Y eso implicaba que la guerra contra la Corporación no terminaría hasta que cayera el último soldado imperial. Cerró los ojos y suspiró. Para qué engañarse, los malos eran muchos más, estaban mejor armados y no tenían un pelo de tontos. La suya era una causa perdida. Pero qué demonios, sólo se vivía una vez.
Golpeó con el puño el apoyabrazos del sillón y se incorporó. En su mirada ya no había sombra de duda. Era un soldado que se disponía a librar su última batalla. No defendería una patria o una bandera, sino algo más básico, lo único que, en realidad, importaba: su propia dignidad. A la larga perdería, de acuerdo, pero antes le iba a tocar las pelotas a la Corporación a base de bien.
Sólo necesitaba tiempo y, si era cauto, lo tendría. Ante todo, debería ingeniárselas para engañar al espionaje enemigo. Sí, pensaba volverlo loco, usándolo en beneficio propio. Así, libres de trabas, sus hombres construirían el arma y, cuando estuviesen preparados, la Corporación averiguaría el auténtico significado de la palabra dolor. Tendría para con ella la misma piedad que mostró frente al Imperio: ninguna.

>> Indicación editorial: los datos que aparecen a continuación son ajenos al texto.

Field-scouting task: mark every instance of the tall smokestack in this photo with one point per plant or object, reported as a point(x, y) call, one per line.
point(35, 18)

Sus pensamientos divagaron. Tendría gracia que, contra todo pronóstico, propinara un golpe mortal al Consejo Supremo Corporativo. En tal caso él, Lord Isaiah J. Moone, despreciado por la camarilla del difunto Emperador, se sentaría en el trono del Nuevo Imperio, y luego sus hijos, y los hijos de sus hijos, hasta el fin de los tiempos. O hasta que algún enemigo más inteligente los quitara de en medio, pero aquél ya no sería su problema. Se rió por lo bajo. Se avecinaban tiempos interesantes.
Lord Moone chascó los dedos y la holopantalla se apagó. Con paso decidido, abandonó la habitación a oscuras. Había mucho, pero mucho que hacer. Tenía ante sí el desafío supremo: entablar una guerra contra la maquinaria bélica más eficaz del universo conocido, y ganarla.